Tel est l'essence du vibrant plaidoyer en faveur de l'utilisation du français dans la communication scientifique qu'a livré Michel Bergeron, diplômé de la Faculté de médecine de l'Université Laval (1959) et co-rédacteur en chef de la revue Médecine Sciences, lors d'une table ronde qui a eu lieu le 19 mars, au Musée de la Civilisation. Placée sous le thème «La langue française et la Science», cette rencontre se tenait dans le cadre de la Semaine internationale de la Francophonie.

«Je plains ceux qui n'écrivent qu'en "anglais scientifique", a poursuivi Michel Bergeron. Ils se croient bilingues mais à mon avis, ils sont plutôt "demilingues". Pour le chercheur, il ne s'agit pas seulement de livrer des données mais d'interpréter des résultats, d'où l'avantage de recourir à la langue maternelle afin de pouvoir livrer sa pensée dans toute sa subtilité. N'acceptons pas l'équation selon laquelle ce qui est écrit en langue étrangère est bon et ce qui l'est dans la langue nationale l'est moins. Le multilinguisme représente la voie royale permettant aux individus d'accéder à la science.»
La langue du pays

Abondant dans ce sens, Roger Balian, physicien et président de la Société française de physique, a rappelé que la défense de la francophonie passait nécessairement par la défense du multilinguisme, d'où la nécessité de défendre et d'apprendre plusieurs langues. Dans cet ordre d'idées, le meilleur moyen de promouvoir la langue française comme langue de travail dans les laboratoires en France consistait à inviter des chercheurs étrangers et de leur donner des cours de français.
Lorsque des spécialistes se réunissent pour livrer les résultats d'une recherche, dans le cadre d'un colloque par exemple, la communication doit se faire dans une langue unique, a toutefois souligné Roger Balian. Et cette langue est plus souvent qu'autrement l'anglais, un anglais parfois fortement «dégradé», les chercheurs devant «communiquer» à tout prix, et ce, au détriment de la qualité de la langue. Quant à la traduction simultanée, c'est «une nuisance entre spécialistes», la majorité des traducteurs maîtrisant mal le langage scientifique.

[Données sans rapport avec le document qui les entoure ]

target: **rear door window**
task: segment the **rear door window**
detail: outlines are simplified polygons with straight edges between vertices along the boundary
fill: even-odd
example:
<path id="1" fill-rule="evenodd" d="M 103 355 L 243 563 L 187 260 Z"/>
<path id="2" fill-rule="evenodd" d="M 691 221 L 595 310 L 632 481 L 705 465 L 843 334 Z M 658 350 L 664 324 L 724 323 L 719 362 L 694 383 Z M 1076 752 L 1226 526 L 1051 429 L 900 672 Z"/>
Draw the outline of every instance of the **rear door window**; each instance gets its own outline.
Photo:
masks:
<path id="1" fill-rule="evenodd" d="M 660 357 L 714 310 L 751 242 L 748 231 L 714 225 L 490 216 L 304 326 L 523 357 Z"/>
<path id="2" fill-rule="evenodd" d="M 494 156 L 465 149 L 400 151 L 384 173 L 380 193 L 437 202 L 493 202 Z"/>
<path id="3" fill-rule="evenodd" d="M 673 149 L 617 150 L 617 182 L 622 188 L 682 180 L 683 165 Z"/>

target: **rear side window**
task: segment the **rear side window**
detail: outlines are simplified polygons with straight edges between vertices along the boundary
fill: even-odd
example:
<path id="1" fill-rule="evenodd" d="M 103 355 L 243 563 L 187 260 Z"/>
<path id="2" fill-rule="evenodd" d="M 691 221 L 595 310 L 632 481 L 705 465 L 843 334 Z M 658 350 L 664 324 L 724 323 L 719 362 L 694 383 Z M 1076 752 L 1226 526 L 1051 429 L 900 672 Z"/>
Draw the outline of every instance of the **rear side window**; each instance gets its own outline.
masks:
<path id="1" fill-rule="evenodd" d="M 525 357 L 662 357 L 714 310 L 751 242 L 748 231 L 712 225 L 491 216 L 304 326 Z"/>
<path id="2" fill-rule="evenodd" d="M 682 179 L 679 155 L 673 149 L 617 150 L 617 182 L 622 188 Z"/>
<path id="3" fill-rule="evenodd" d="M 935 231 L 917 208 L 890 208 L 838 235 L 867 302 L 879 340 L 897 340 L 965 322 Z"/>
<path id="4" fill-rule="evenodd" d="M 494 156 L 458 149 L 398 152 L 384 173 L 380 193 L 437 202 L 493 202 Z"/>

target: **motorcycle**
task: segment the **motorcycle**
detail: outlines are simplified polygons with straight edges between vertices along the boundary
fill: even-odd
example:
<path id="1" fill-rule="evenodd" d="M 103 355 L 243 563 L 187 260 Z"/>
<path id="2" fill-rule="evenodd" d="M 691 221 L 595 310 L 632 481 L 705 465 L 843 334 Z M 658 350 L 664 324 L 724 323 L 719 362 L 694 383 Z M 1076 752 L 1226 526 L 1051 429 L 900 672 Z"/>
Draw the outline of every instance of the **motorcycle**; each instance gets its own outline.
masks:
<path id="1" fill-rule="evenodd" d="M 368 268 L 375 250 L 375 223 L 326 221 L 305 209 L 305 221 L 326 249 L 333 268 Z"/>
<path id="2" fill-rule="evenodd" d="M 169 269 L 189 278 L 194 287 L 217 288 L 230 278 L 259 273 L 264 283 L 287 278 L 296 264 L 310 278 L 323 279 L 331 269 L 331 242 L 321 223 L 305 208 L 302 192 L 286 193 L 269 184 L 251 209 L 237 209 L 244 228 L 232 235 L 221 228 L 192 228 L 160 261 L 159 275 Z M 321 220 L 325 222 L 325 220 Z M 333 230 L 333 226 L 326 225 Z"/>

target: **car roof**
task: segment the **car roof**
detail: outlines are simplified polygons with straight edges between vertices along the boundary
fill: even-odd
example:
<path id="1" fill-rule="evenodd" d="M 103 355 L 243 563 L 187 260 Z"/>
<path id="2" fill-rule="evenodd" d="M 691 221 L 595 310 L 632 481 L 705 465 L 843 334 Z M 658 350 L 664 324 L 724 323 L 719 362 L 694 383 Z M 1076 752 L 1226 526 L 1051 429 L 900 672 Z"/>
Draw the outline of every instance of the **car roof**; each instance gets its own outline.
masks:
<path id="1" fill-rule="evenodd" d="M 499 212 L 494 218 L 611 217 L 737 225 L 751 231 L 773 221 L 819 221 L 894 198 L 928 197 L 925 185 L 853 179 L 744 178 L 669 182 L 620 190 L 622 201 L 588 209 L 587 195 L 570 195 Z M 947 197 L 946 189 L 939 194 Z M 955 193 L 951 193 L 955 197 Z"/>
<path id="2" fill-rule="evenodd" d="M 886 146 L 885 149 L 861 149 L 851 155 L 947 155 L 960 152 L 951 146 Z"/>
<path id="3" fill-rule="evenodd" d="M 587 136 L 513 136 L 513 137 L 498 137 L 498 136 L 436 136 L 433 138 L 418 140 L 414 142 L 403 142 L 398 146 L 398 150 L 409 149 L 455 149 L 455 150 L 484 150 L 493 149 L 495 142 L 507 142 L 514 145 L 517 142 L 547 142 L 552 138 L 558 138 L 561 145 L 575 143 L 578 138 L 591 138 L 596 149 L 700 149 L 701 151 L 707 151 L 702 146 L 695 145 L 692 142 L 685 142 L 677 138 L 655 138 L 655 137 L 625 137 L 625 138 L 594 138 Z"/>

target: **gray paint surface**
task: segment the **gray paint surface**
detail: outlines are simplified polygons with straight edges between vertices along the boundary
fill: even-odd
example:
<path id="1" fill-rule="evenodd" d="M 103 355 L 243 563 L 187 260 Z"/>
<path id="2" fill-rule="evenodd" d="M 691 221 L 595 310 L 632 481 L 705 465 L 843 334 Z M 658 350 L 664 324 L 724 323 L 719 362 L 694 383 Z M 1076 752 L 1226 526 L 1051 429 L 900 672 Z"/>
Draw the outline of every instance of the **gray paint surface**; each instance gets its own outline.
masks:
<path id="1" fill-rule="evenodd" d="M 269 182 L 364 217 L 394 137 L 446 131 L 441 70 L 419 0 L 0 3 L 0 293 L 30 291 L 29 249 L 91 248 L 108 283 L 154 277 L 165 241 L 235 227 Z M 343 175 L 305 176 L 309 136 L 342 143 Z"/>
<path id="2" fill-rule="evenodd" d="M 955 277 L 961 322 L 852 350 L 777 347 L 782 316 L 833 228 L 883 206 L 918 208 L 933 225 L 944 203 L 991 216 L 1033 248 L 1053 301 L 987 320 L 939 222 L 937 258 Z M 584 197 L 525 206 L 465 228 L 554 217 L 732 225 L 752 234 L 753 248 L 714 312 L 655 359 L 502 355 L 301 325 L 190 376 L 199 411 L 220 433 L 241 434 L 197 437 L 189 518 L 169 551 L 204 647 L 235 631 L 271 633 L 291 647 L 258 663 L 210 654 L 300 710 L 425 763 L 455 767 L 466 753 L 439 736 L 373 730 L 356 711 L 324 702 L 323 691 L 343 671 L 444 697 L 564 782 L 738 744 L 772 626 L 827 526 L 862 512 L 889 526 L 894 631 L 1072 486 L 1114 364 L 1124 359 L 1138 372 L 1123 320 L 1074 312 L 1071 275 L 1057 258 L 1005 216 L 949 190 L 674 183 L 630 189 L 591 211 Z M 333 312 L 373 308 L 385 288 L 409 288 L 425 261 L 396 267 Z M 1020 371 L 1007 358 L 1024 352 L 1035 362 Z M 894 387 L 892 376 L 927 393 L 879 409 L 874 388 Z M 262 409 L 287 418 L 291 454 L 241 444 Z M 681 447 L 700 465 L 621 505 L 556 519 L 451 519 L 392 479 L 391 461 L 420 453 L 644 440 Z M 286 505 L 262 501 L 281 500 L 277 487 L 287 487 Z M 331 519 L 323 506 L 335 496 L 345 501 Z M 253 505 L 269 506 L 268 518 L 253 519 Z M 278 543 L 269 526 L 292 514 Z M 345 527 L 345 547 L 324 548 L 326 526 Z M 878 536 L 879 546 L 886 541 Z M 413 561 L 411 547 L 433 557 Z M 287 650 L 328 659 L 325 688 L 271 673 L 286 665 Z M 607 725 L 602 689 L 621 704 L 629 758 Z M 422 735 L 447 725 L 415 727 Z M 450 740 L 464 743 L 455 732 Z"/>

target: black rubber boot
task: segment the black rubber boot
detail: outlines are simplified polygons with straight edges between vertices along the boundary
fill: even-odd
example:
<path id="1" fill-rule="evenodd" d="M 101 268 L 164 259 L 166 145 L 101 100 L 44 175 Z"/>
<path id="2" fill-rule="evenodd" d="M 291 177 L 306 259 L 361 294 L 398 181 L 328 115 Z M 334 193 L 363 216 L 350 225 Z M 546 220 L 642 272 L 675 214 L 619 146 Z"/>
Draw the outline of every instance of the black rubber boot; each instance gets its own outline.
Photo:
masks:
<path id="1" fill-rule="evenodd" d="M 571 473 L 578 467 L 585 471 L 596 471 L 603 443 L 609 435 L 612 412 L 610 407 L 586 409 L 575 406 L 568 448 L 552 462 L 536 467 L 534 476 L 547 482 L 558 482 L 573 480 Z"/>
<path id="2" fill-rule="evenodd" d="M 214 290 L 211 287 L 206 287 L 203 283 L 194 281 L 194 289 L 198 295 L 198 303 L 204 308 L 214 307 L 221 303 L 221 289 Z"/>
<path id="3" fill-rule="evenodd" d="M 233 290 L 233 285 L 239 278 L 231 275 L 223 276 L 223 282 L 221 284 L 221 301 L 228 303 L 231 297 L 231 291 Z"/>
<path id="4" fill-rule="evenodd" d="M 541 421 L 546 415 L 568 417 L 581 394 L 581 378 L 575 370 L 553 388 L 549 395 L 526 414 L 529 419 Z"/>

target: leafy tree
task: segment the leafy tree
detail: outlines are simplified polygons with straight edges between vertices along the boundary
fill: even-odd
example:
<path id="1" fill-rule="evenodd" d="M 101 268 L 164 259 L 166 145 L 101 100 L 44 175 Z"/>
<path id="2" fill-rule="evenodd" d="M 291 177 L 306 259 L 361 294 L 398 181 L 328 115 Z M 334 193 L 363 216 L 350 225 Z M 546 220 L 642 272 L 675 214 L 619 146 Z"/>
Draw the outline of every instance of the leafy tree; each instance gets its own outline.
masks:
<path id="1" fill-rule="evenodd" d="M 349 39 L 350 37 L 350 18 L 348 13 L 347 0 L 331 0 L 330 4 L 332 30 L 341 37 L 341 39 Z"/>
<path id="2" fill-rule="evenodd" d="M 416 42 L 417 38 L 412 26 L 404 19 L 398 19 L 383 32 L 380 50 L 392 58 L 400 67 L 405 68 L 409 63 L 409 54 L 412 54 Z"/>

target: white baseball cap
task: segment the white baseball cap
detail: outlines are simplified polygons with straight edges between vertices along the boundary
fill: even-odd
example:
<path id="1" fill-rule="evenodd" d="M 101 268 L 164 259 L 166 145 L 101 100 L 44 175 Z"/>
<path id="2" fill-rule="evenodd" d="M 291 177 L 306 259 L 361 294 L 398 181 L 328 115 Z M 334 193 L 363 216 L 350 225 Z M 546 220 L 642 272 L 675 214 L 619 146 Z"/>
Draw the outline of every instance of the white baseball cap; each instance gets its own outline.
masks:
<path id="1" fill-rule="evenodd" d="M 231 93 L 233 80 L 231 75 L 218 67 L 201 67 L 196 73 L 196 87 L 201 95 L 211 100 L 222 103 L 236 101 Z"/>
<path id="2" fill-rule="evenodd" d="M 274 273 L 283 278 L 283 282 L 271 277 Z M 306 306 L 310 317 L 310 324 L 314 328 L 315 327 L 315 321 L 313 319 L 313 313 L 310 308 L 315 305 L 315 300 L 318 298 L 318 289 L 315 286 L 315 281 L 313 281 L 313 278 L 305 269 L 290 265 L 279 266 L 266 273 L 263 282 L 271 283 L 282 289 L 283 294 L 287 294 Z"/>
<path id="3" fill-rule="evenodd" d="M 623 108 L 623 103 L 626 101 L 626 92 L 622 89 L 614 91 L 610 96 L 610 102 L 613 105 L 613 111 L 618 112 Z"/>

Selon lui, un texte publié en français accompagné d'un résumé exhaustif en anglais, ou vice-versa, s'avère un moyen simple et utile de faire connaître les données d'une étude.

Le Nord et le Sud
Bien que la production scientifique africaine représente moins de 0,3% de la production mondiale, Aloyse Ndiaye, directeur du FICU à l'AUPELF-UREF (Association des universités partiellement ou entièrement de langue française), a affirmé que l'Afrique avait cependant sa place dans forum sur la langue française et la science. «Actuellement, on dit que l'avenir de la langue française est lié à la science. Au Sud, des activités positives sont menées pour développer la recherche mais nos chercheurs n'ont pas encore atteint le niveau des collègues du Nord. Il y a donc absence de confrontation et de débat sur la question.»

Jadis imposé comme langue paternelle ou de colonisation, la langue française devient la voie d'accès à la science, pour l'Afrique, considère Aloyse Ndiaye: «Le français a été la langue du dominateur comme le latin l'était à l'époque de Descartes. L'Africain s'appropriant le français, la langue paternelle est devenue universelle et a libéré les langues maternelles ou nationales. Dans un continent où se parlent plusieurs langues, le français devient un instrument de compréhension mutuelle entre les différents peuples.»

Le mot de la fin revient au Baron André Jaumotte, membre de l'Académie royale des sciences et du Conseil supérieur de la langue française de la Communauté française de Belgique. «En l'an 2020, le français sera la langue maternelle de 1% dela population mondiale. Mais cette place modeste ne correspond pas à l'exclusion, bien au contraire. Dans la foulée de l'an 2000, deux priorités figurent à l'ordre du jour: combattre pour le multilinguisme et pour la place du français sur Internet.»